In case of the deployment, it is also important that we add the connector to the artifacts that we would like to deploy since there is a dependency that needs to be met in order to be able to execute the artifacts.
Connectors can be added in a very simple way using an integration project where we simply check the box for connectors. We did this in the previous blog post already.
But there is something else we also need to do. And it has to do with the fact that when a message is received by the Micro Integrator by default it will try and parse the message to be able to mediate on the content. The mechanism uses transports like HTTP and HTTPS as well as builders and formatters that will take the message that is coming in and transform it into the internal axiom model. When the message is sent out it will be built according to the message type that you define. When you’re downloading a digital image there is no need to parse the message it simply needs to be wrapped in a soap envelope without Micro Integrator trying to open up the message. To enable this the Micro Integrator has a relay mechanism that will not try to open up the message simply will accept the message wrap it and send it through or do something else.

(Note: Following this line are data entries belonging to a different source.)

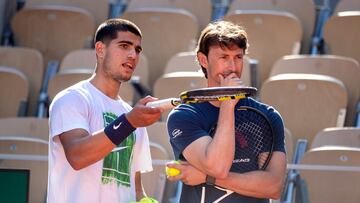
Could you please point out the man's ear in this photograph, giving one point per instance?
(202, 59)
(100, 49)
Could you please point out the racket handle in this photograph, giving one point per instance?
(164, 103)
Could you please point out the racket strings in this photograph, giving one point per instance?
(215, 97)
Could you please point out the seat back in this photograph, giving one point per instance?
(308, 103)
(342, 136)
(343, 24)
(99, 9)
(181, 62)
(165, 33)
(30, 63)
(24, 145)
(201, 9)
(14, 90)
(345, 69)
(256, 23)
(306, 14)
(326, 185)
(53, 30)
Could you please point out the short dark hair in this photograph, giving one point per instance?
(223, 34)
(107, 30)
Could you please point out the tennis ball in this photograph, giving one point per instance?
(172, 171)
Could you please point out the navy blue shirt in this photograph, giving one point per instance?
(187, 123)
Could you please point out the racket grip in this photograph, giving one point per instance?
(165, 104)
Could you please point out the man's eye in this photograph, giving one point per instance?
(125, 46)
(138, 51)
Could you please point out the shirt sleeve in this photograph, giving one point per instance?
(142, 158)
(278, 127)
(184, 127)
(68, 111)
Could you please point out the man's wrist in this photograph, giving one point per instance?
(118, 130)
(210, 180)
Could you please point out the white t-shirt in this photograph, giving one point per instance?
(108, 180)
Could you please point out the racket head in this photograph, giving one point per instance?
(216, 94)
(254, 140)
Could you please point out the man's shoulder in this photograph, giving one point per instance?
(191, 110)
(71, 94)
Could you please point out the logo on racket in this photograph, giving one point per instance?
(117, 126)
(176, 133)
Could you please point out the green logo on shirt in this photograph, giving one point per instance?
(117, 165)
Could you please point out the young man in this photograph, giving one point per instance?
(210, 158)
(98, 145)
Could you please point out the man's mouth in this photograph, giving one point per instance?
(128, 65)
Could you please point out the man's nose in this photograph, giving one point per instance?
(132, 54)
(231, 65)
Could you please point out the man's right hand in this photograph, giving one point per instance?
(141, 115)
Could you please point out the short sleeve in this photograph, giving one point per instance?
(278, 126)
(69, 110)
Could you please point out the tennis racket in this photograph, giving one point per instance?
(205, 94)
(254, 143)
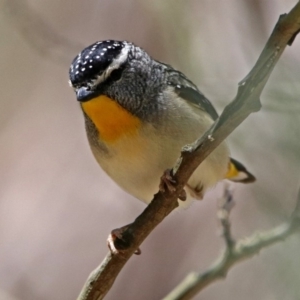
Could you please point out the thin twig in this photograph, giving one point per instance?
(246, 102)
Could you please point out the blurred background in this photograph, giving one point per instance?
(57, 206)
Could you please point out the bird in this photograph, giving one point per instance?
(139, 113)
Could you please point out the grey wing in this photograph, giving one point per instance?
(188, 91)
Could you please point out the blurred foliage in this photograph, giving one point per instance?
(55, 200)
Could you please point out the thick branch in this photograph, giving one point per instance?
(246, 102)
(233, 254)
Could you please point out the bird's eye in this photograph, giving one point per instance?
(116, 74)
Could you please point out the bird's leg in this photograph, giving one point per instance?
(167, 181)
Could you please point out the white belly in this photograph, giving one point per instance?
(137, 162)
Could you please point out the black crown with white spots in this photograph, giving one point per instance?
(93, 61)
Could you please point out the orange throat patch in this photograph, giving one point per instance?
(111, 119)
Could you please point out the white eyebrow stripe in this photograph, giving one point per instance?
(116, 63)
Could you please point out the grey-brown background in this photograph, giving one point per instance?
(56, 205)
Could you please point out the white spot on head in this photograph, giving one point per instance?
(115, 64)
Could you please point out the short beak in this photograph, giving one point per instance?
(84, 94)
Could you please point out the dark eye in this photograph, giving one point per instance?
(116, 74)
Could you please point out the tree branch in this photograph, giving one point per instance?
(246, 102)
(234, 253)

In order to configure this, we are going to make a change to the deployment.toml file where all of the product’s configurations are managed. This file can be found in the [MI-HOME]/conf directory of the product.

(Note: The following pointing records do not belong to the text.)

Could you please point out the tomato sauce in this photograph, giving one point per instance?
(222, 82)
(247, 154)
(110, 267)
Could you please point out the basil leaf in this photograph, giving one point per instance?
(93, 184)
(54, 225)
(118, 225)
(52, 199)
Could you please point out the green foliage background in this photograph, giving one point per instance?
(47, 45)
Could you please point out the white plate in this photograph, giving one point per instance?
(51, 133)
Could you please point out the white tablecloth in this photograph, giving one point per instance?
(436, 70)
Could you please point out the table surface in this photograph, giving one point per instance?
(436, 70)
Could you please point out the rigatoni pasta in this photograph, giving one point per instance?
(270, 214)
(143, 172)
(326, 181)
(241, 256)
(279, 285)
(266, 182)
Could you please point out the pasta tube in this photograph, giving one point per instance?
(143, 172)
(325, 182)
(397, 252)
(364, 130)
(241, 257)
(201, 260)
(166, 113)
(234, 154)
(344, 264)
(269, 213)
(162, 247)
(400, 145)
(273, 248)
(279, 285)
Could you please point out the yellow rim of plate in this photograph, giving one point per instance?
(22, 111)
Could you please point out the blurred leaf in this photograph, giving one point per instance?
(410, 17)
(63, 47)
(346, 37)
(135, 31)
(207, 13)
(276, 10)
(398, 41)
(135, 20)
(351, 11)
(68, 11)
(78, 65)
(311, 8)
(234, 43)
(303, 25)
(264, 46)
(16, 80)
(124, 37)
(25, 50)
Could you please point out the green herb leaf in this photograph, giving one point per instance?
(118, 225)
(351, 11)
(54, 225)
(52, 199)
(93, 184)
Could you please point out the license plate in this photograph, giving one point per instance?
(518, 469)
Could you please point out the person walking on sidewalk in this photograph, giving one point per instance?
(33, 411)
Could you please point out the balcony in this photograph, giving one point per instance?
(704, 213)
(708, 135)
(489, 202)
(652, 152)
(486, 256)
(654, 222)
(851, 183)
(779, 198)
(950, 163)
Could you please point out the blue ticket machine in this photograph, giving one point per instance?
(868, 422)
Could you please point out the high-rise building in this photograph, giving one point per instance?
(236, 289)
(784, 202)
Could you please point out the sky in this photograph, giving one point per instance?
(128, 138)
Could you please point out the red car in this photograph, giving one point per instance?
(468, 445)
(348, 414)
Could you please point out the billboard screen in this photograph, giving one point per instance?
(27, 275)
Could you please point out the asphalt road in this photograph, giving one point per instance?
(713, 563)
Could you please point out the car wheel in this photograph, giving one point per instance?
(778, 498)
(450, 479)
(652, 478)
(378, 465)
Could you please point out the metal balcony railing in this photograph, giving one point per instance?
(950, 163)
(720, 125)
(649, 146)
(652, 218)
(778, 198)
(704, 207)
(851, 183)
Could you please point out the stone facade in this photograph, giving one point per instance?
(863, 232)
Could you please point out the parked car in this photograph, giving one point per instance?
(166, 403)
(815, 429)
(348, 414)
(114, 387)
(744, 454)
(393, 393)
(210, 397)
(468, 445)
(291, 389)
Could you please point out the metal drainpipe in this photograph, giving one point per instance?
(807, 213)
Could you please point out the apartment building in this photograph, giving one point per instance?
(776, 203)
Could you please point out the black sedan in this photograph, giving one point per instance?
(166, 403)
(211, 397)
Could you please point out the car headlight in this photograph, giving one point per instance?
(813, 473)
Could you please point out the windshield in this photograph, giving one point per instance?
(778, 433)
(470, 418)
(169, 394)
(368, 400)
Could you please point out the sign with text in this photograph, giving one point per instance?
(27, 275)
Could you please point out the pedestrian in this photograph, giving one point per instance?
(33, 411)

[[custom_message_builders]]
class = "org.wso2.carbon.relay.BinaryRelayBuilder"
content_type = "image/jpeg"
[[custom_message_formatters]]
class = "org.wso2.carbon.relay.ExpandingMessageFormatter"
content_type = "image/jpeg"
Now when a message with a content type image/jpeg comes in it will be handled according to those two Java classes for builder and the formatter. When you’ve made this change, you need to restart the Micro Integrator because the deployment.toml file is only read at start up.

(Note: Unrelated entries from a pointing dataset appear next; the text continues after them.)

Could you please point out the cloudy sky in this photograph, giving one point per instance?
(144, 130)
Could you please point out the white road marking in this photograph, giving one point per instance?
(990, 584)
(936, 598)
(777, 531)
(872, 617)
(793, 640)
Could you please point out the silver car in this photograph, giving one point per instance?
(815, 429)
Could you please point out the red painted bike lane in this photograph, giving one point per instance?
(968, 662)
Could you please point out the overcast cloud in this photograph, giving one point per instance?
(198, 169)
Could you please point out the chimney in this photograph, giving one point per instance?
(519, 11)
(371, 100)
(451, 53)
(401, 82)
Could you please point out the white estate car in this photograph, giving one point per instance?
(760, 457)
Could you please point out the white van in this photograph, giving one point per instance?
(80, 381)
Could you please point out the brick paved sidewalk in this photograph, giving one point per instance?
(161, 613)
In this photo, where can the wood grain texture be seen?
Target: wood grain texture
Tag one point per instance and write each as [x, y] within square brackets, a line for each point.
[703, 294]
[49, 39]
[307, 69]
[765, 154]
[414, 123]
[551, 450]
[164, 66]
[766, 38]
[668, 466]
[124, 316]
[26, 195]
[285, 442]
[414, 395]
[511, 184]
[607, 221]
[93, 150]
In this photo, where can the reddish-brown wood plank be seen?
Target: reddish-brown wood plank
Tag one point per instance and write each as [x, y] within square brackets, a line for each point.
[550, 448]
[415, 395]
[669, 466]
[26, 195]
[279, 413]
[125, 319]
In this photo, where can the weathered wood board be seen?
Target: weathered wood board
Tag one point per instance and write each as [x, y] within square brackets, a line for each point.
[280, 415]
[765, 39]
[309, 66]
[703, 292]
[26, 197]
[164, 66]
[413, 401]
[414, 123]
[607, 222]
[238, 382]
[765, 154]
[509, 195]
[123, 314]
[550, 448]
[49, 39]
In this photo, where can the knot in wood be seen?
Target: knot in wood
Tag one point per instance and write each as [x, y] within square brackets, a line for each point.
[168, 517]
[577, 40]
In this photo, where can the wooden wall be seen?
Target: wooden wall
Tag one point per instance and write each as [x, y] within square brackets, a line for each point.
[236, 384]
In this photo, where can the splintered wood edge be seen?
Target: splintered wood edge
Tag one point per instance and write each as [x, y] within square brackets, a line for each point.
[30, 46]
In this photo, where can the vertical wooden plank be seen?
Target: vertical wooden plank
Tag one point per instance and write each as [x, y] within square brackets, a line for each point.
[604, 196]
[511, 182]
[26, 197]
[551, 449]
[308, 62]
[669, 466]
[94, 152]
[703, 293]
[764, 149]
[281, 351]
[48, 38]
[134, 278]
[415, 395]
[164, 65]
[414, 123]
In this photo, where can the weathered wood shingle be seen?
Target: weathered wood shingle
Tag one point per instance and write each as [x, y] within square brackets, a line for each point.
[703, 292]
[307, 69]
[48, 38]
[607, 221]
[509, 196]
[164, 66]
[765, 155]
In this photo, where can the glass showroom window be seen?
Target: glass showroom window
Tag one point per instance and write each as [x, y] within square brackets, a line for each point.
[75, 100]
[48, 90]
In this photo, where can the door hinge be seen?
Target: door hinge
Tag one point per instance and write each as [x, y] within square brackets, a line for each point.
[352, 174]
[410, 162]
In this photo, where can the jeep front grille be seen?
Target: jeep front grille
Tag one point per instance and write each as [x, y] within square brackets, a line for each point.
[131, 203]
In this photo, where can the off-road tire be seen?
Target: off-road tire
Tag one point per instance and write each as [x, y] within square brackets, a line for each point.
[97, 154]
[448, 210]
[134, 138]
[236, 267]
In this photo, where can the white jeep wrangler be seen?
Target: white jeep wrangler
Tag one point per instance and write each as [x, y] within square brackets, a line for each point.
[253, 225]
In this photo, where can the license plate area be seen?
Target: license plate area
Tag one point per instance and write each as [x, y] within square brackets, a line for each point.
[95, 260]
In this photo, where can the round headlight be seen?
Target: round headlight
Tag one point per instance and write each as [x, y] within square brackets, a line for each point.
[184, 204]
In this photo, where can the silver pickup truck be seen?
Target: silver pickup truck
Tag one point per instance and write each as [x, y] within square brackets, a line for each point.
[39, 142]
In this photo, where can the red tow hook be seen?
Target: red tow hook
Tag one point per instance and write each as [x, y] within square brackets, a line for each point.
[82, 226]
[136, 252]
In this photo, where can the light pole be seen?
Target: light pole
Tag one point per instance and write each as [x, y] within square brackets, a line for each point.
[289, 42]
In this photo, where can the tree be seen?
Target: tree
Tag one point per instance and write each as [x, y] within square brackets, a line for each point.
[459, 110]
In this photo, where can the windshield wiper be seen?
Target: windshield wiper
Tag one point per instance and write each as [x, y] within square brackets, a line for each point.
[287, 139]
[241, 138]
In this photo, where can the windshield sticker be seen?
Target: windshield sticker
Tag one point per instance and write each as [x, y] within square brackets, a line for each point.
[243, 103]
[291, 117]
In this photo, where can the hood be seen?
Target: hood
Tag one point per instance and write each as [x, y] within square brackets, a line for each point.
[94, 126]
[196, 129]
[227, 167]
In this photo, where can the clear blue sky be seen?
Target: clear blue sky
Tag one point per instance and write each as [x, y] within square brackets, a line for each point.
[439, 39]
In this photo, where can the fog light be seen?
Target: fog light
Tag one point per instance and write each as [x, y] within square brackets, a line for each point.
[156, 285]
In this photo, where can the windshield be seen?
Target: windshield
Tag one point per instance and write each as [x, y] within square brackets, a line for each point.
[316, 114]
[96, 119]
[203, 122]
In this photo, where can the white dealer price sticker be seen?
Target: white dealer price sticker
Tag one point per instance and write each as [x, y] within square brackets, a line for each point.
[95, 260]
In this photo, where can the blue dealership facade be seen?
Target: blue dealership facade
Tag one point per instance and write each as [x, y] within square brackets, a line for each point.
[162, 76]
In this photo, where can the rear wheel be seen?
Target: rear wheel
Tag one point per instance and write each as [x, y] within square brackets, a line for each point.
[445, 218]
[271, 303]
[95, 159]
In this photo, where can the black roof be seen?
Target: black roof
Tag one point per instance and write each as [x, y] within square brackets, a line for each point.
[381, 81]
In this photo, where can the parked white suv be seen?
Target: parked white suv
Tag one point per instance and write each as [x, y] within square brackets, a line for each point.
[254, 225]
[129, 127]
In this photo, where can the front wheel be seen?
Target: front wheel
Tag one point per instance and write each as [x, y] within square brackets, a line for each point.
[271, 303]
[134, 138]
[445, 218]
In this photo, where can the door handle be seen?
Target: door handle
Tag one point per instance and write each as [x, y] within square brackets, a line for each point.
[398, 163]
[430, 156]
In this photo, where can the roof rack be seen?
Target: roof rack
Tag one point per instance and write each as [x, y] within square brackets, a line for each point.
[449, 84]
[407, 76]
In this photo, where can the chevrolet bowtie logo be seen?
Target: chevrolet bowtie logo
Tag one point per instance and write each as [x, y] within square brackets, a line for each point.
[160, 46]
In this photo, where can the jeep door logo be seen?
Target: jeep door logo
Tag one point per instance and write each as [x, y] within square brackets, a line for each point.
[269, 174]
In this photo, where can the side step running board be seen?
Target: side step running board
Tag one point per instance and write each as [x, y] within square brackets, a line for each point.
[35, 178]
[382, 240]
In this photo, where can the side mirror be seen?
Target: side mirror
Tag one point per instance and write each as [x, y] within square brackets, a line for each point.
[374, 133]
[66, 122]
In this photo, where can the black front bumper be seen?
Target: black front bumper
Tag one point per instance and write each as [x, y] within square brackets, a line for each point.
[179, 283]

When we look at the API from part one let’s put the new pieces in there. The big change is of course the iterate mediator that will loop through the JSON array that we are going to submit to the API and the code that will write the actual file to our local drive.
I’m not going to explain every part of this configuration because it would take up too much space and the blog would be too long. I have created a Bitbucket repo for you to download the resources / artifacts.
Tinkering
You will find settings that you need to set when you start building these kinds of mediations.
For instance, when you’re working with the Json array, and you want to retrieve the value I found that it was necessary to set the “attachPath” so that the individual values within the array are prefixed into a value keypair. If you were to do this using an XML message it is not necessary to do so. Another thing is that we are currently using a small number of objects that we would like to process. Whenever you are going to larger numbers you might need to change memory settings because when it starts processing this it will pick up and start a number of threads and we’ll load the messages in memory. For this purpose, I had to set the memory to 4096 megabytes, four times the normal setting for the maximum memory that Micro Integrator is going to use. This setting is actually done in the startup script rather than in the deployment.toml. But at that time, I was able to process over 60 objects in one payload.
Below I’ve created JSON Array payload, {“object”: [“SK-C-5”, “SK-C-4”] } which I am passing to the API.
Two files are created in the assigned directory. They are complete jpg files as you can see.